Perez’ parents had to sue the schools to get him an education, which was grudgingly provided only after legal action. Now they are pursuing damages, and the Supreme Court agreed.

As well as they should have. For far too long governments have done their best to immunize themselves against malfeasance, and in almost all cases the actual individuals involved in harming regular citizens remain immunized under the doctrine of qualified immunity. In a just world, the people who perpetrated this fraud upon a child would be forced to pay up and go to jail.

I am sick and tired of the constant propaganda surrounding public schools. Teachers are portrayed as saints (and some of them are, some of them are not), and the schools themselves as sacrosanct.

But the truth is that our public schools are failing millions of children. Children in privileged districts tend to do very well in comparison with those in other countries, but outside the elite schools, performance drops to the lowest in the developed world.

In San Francisco, for instance, almost half of all Black students can barely read.

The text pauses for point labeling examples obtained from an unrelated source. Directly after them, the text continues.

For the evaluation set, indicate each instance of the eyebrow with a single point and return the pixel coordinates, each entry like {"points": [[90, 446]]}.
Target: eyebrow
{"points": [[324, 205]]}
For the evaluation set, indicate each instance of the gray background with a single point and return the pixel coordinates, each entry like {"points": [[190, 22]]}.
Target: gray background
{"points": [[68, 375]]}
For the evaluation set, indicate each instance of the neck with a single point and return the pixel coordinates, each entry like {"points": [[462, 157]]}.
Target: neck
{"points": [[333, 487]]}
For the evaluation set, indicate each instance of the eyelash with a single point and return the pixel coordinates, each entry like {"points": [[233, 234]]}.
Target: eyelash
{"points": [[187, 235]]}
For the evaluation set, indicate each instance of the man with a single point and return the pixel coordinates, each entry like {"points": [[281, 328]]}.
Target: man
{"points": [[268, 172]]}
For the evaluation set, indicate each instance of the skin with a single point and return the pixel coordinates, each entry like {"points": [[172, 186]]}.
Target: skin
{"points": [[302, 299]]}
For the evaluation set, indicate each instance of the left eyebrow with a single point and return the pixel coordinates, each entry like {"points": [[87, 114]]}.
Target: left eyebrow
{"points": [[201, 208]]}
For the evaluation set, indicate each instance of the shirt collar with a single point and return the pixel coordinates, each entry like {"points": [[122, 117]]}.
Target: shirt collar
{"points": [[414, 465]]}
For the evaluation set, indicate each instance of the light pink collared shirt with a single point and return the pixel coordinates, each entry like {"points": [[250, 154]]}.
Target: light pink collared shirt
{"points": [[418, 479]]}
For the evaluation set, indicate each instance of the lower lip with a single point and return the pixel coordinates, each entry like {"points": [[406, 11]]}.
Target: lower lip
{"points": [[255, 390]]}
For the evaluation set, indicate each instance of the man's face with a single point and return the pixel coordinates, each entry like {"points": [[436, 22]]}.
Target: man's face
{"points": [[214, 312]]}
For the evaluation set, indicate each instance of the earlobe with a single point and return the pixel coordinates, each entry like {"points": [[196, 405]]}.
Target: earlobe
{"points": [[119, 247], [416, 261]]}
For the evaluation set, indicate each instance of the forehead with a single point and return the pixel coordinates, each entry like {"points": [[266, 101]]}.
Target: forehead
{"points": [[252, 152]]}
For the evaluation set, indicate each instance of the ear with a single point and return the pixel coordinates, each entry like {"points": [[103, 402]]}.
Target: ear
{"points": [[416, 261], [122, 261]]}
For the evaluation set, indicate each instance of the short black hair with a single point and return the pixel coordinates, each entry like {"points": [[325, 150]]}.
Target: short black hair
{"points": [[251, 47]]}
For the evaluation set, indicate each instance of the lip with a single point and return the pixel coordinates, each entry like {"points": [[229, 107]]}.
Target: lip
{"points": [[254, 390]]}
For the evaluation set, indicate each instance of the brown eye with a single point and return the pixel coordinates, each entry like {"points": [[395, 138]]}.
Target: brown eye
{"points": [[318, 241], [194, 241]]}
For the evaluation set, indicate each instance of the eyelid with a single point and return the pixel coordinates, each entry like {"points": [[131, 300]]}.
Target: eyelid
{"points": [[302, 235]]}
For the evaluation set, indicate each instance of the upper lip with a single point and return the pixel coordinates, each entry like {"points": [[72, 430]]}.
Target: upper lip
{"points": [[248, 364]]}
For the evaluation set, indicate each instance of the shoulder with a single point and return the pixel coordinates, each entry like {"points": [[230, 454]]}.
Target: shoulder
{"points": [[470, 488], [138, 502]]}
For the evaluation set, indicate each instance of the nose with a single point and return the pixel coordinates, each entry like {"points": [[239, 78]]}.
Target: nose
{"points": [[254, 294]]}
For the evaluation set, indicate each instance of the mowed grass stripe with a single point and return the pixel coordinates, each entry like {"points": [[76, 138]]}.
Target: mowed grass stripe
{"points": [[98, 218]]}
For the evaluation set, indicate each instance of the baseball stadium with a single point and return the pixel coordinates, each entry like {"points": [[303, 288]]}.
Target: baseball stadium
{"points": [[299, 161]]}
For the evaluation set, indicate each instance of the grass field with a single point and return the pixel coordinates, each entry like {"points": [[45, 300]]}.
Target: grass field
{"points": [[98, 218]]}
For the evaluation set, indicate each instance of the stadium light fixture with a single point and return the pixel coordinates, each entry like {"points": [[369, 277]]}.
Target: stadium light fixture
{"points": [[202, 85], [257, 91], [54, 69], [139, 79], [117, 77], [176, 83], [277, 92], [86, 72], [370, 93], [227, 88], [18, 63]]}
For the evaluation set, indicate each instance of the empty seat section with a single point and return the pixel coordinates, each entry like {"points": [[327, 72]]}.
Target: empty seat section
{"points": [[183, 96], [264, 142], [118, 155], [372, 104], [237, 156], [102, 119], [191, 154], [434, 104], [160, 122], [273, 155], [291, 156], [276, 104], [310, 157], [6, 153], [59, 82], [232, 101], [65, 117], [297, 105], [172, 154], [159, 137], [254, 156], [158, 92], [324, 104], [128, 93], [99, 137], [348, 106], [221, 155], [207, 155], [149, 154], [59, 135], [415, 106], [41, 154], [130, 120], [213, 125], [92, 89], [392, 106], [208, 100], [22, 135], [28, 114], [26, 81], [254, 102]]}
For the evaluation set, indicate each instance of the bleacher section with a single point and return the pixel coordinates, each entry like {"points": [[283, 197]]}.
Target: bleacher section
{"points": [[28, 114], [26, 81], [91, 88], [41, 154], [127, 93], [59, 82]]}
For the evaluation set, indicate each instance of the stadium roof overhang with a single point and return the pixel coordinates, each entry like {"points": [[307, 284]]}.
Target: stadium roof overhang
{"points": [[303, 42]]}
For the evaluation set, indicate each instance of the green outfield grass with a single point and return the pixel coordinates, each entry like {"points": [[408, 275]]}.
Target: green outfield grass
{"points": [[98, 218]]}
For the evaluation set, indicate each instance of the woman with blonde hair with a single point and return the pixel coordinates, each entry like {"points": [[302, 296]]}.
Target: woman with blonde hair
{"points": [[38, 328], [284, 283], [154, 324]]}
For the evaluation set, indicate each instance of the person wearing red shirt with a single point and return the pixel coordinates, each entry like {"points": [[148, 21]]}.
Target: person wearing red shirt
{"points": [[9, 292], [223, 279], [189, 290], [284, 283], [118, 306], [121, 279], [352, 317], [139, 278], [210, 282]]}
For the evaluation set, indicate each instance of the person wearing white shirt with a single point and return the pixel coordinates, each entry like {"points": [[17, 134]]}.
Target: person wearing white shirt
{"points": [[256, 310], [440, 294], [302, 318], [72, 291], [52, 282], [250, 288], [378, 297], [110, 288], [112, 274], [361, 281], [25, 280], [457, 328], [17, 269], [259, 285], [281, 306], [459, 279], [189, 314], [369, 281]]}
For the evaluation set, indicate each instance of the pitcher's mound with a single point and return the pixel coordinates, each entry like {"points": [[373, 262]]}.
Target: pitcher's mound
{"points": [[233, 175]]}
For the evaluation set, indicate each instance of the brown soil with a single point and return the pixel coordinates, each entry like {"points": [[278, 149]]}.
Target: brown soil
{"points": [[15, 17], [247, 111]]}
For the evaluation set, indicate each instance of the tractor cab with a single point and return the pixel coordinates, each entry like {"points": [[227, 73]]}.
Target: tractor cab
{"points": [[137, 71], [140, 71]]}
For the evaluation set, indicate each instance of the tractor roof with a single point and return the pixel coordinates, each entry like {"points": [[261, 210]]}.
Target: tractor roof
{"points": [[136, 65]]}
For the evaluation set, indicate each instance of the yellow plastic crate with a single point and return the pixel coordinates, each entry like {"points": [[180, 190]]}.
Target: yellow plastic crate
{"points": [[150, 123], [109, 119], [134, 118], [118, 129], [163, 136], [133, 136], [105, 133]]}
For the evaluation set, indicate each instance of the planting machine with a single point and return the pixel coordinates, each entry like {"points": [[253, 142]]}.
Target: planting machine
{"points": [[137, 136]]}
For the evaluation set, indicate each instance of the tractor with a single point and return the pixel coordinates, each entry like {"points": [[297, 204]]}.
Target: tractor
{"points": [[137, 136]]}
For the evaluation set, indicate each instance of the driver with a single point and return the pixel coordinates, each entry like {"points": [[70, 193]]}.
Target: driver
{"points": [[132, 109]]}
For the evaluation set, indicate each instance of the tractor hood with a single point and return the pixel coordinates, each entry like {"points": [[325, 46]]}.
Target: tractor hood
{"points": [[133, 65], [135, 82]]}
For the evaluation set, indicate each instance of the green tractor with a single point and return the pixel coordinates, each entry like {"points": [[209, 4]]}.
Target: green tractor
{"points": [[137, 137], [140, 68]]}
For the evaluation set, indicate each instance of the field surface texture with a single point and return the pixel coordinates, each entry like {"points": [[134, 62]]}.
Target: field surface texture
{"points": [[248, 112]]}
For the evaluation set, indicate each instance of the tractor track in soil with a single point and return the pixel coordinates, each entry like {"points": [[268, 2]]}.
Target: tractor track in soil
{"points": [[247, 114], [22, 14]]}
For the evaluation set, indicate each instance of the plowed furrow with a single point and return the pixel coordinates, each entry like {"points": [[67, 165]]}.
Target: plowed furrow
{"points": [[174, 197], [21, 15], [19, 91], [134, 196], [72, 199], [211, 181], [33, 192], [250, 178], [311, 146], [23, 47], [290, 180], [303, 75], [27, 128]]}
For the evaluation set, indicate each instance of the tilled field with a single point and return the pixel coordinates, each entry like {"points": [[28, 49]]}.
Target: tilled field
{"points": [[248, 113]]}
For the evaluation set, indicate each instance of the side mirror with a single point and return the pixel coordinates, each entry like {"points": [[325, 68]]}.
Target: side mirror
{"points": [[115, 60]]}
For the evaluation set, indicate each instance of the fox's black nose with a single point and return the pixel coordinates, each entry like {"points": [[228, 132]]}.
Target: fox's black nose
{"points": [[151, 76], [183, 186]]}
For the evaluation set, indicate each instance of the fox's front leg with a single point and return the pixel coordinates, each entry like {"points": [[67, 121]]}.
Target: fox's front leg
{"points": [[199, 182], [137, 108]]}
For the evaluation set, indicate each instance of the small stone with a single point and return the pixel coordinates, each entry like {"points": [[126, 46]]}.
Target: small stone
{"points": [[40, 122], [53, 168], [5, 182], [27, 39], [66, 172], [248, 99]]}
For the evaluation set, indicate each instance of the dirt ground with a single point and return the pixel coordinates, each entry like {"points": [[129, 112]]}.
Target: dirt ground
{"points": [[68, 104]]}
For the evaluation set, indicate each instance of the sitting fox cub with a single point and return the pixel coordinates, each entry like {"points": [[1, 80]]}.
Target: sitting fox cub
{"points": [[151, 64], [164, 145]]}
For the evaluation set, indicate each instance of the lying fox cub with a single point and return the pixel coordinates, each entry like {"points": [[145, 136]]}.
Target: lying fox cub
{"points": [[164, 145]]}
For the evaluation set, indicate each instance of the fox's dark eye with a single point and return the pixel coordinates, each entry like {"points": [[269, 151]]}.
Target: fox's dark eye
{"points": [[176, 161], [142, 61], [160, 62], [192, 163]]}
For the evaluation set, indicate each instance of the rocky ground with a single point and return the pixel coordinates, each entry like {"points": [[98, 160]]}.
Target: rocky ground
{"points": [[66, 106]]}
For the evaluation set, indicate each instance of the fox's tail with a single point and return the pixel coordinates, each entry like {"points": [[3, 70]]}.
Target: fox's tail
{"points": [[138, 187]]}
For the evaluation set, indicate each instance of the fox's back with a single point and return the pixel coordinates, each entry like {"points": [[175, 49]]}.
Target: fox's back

In 2021, 47% of Black students in SFUSD that are high school juniors don’t even come close to meeting English-language proficiency. That’s 9% higher than the state average for Black 11th graders — which is also abysmal. That means for every one of two Black students leaving San Francisco high schools they can’t read for their age. Including students who are close but still not proficient: 71.5% of Black high school juniors in San Francisco cannot read at a proficient level, compared to 20.3% of Asian students, 22.6% of White students, 32% of Filipino students and 61.8% of Hispanic students. It was bad pre-pandemic as well but it’s gotten a few percentage points worse.

I would say that the American public school system is a joke, but the truth is that it is a scandal. We spend more than any OECD country on education save one: Luxembourg.

It’s pathetic. School performance is almost the inverse of school spending, meaning that school districts get paid enormous amounts of money specifically because they are failing.

Schools blame students for their own poor performance. And there is no doubt that many disadvantaged students are challenging to teach. But the schools themselves make things much harder, focusing on “equity” in discipline rather than ensuring that students get an environment conducive to learning.

I would love to see public schools sued every day of the week. Making them pay a price for their failure would be a good start, and school choice would be a better one.

The Court made this decision unanimously, and thank God they did. Now, let the lawsuits begin!